Dans un contexte mondial de lutte contre les émissions de gaz à effet de serre, le charbon présente l’inconvénient d’être le combustible fossile le plus émetteur de CO2. L’avenir du charbon est donc lié à l’évolution de techniques permettant d’améliorer l’efficacité énergétique des centrales et d’en capter le CO2. Mais les avantages économiques pousseront les pays disposant de réserves importantes à les exploiter pour assurer leur développement (Chine, Inde, Indonésie, etc.).
Les exigences accrues en matière d’émissions de gaz à effet de serre (couplées à la mise en place de bourses ou de taxes carbone) et l’accélération des annonces de désinvestissements assombrissent par ailleurs les perspectives des centrales à charbon. L’émergence de systèmes de capture et le stockage du CO2 n’est certes plus une solution théorique selon l’AIE (plusieurs projets commerciaux existent déjà en Amérique du Nord, en Australie et en Chine) mais leur déploiement à grande échelle nécessiterait des politiques fortes alors que les priorités de nombreux pays semblent porter sur d’autres énergies.
Pékin a amorcé une modernisation de ses centrales au charbon pour les rendre moins polluantes, via des mesures censées économiser une centaine de millions de tonnes de charbon brut et éviter le rejet de millions de tonnes de dioxyde de carbone (CO2) chaque année.
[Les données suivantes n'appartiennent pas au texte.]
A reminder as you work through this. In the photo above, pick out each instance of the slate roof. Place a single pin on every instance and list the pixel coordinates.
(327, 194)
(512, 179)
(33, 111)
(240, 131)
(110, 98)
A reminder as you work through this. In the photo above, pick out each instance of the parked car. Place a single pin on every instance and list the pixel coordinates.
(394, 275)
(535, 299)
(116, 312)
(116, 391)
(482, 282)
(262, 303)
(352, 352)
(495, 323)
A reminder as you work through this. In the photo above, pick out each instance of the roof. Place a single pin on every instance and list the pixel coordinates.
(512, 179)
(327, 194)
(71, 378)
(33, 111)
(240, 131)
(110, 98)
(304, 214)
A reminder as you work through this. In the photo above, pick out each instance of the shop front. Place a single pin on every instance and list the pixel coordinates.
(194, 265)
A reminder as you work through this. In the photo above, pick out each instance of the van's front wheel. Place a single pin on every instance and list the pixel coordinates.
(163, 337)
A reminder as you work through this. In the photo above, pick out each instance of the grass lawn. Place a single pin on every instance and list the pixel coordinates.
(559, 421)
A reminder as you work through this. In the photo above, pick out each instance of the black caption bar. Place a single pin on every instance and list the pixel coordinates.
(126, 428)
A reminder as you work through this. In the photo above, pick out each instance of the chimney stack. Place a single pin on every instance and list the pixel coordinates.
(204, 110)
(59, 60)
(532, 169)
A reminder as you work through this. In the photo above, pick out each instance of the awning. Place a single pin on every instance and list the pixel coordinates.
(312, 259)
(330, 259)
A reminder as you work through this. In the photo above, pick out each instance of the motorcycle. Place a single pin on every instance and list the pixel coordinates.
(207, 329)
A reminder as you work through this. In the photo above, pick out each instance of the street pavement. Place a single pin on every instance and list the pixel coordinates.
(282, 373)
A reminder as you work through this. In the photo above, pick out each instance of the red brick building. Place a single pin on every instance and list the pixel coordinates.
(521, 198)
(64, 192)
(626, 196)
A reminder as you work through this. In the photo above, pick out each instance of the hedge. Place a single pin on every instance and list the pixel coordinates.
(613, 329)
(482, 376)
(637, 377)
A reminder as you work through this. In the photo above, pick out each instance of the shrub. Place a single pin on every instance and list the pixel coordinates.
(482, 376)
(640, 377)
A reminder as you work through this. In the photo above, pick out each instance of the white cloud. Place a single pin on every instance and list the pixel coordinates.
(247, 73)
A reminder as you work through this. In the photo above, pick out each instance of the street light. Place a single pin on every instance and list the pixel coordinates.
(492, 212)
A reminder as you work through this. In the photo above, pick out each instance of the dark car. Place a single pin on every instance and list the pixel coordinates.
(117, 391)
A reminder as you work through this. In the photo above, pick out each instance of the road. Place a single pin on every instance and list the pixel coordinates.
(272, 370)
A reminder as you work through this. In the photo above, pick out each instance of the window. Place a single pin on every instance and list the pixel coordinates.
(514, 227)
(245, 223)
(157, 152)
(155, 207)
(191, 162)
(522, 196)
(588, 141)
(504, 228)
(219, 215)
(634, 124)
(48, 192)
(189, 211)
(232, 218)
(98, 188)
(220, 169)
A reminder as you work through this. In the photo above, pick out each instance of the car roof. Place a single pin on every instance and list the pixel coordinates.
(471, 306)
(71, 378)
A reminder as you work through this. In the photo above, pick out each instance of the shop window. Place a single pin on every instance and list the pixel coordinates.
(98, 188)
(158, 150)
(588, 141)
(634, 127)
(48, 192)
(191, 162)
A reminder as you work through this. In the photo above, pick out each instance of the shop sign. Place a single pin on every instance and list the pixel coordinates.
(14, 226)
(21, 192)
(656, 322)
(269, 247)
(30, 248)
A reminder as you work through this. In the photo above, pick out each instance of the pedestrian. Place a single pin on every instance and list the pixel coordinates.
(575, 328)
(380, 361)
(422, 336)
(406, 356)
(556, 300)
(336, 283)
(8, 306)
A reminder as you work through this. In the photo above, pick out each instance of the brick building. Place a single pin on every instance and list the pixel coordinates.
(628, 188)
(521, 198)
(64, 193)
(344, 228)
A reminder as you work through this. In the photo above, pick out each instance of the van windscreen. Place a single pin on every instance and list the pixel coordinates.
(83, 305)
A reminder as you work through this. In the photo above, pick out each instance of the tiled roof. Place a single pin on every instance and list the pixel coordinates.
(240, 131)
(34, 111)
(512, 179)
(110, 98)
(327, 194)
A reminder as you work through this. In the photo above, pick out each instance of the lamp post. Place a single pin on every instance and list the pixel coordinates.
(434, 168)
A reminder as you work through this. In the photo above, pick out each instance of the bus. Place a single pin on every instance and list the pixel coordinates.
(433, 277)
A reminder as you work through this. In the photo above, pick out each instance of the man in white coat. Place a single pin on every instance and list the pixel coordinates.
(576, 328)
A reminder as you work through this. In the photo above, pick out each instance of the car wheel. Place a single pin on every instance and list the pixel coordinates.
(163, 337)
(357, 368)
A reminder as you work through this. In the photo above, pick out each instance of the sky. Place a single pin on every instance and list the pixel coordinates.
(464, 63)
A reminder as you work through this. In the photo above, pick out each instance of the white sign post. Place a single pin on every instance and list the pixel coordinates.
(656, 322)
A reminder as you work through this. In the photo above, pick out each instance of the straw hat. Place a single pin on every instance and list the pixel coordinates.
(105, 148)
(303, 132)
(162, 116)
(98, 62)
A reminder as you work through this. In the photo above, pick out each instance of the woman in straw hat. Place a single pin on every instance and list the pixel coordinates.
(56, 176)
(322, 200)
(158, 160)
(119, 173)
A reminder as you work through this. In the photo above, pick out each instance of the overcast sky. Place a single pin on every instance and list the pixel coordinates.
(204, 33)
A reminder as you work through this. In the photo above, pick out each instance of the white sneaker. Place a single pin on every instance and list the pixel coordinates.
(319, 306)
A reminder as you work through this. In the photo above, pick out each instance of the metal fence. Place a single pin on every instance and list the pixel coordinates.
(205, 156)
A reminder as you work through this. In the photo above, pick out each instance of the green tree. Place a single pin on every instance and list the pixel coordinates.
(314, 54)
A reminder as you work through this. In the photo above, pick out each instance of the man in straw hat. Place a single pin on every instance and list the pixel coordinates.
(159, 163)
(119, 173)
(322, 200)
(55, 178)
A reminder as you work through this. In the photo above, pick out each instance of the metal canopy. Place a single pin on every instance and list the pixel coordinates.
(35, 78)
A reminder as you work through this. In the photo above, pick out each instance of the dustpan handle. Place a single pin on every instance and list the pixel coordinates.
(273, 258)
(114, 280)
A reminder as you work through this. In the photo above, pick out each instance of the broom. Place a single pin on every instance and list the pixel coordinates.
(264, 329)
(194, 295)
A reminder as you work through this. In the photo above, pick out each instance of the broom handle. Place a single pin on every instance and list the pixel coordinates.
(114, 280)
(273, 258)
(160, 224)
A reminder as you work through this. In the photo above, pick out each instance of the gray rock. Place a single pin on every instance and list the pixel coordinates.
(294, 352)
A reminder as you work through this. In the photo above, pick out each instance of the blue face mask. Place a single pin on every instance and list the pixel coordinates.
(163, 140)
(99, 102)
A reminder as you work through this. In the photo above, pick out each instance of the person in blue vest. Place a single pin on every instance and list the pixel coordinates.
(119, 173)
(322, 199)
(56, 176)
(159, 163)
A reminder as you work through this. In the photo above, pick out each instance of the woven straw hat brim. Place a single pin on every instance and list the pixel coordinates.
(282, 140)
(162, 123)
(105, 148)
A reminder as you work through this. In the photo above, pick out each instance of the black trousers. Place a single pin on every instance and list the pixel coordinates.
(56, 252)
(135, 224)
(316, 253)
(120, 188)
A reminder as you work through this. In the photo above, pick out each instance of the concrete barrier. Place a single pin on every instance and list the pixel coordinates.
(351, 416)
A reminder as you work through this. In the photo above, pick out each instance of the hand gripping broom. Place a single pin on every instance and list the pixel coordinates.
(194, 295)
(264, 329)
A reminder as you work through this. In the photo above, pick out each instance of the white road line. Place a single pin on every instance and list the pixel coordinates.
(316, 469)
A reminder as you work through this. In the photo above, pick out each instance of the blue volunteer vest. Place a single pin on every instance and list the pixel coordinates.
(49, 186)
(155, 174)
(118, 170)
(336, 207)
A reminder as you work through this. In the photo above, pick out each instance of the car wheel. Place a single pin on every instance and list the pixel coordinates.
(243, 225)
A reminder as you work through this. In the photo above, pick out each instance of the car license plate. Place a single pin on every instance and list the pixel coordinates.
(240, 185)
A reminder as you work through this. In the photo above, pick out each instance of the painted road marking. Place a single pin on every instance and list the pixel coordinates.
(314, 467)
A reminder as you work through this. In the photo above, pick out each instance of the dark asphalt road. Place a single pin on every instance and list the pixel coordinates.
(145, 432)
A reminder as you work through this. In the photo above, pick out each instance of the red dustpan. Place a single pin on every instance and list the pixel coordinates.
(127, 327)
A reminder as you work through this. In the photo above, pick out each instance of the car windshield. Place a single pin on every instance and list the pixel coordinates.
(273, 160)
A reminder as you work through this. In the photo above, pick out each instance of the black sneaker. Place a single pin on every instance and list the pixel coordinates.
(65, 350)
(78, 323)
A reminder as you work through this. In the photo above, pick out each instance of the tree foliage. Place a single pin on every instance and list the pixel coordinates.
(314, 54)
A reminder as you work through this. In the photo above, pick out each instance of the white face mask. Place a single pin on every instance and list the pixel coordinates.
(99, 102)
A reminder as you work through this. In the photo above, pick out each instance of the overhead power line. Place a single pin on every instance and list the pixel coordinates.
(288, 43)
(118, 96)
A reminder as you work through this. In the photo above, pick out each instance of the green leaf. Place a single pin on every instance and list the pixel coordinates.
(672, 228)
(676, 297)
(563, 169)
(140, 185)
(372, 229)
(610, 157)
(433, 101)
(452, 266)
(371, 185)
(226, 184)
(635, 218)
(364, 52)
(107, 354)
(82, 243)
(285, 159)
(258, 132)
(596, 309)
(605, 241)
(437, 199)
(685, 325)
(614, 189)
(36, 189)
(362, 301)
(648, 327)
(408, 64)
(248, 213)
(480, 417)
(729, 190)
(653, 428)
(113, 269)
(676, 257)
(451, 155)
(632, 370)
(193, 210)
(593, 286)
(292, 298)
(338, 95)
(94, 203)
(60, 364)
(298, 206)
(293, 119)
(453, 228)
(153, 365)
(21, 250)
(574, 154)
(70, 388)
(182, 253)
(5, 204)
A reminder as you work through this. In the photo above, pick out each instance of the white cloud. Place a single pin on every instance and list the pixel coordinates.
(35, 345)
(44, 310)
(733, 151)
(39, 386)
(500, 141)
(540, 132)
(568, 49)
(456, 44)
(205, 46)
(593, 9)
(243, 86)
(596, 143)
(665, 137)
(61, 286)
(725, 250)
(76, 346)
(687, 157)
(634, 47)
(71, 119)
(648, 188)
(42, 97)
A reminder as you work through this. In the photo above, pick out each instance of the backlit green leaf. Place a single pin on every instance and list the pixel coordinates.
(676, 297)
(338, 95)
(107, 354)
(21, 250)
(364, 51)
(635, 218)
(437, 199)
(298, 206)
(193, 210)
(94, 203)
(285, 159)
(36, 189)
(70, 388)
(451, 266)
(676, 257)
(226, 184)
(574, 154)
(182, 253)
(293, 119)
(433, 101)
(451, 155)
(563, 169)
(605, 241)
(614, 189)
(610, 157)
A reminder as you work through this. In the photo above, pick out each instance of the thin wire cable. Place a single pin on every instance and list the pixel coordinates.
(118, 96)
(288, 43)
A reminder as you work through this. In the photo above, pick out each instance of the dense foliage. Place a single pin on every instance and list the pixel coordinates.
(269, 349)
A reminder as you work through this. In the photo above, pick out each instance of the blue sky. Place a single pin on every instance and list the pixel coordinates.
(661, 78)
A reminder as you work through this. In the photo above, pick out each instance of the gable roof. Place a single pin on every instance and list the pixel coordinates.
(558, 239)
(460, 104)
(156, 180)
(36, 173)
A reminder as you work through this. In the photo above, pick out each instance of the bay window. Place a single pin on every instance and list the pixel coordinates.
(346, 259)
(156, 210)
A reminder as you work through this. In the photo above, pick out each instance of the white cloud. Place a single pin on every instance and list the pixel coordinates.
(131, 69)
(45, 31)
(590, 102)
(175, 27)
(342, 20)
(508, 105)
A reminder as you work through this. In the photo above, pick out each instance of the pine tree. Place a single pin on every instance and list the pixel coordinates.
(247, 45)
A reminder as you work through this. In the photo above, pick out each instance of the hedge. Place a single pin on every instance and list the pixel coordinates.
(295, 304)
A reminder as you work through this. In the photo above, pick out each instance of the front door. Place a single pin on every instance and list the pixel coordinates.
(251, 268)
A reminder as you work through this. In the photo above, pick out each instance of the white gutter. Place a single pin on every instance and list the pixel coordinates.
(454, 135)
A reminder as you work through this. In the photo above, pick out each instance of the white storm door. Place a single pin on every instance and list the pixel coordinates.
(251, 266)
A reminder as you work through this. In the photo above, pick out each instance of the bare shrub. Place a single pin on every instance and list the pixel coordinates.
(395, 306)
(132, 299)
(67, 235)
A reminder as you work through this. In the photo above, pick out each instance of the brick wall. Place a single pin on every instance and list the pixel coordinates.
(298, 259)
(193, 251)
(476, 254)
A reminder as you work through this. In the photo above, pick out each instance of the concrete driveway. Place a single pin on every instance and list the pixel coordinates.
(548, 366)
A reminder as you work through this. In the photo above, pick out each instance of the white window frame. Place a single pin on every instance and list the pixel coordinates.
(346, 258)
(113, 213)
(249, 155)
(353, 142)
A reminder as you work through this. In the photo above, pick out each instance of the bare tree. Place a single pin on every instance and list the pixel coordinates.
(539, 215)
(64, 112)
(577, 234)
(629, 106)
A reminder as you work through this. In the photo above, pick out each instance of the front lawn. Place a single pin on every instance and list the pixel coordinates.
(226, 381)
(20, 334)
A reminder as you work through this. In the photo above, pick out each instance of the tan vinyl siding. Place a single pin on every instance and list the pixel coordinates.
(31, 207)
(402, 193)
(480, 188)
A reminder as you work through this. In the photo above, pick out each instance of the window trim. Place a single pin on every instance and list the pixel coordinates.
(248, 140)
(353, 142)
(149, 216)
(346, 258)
Pour rappel, le respect de l’objectif de la COP21 (réchauffement climatique limité à 2°C d’ici à 2100 par rapport aux températures préindustrielles) implique de limiter les émissions mondiales de gaz à effet de serre à environ 1 000 milliards de tonnes d’équivalent CO2, soit l’équivalent d’environ 20 ans d’émissions mondiales au rythme actuel.
Lors de la COP 26 de Glasgow sur le climat, le charbon a été désigné explicitement comme l'un des principaux responsables du changement climatique. Mais l'Inde et la Chine sont parvenues au dernier moment à atténuer la formulation finale de l'objectif en "réduction" au lieu de "sortie" du charbon.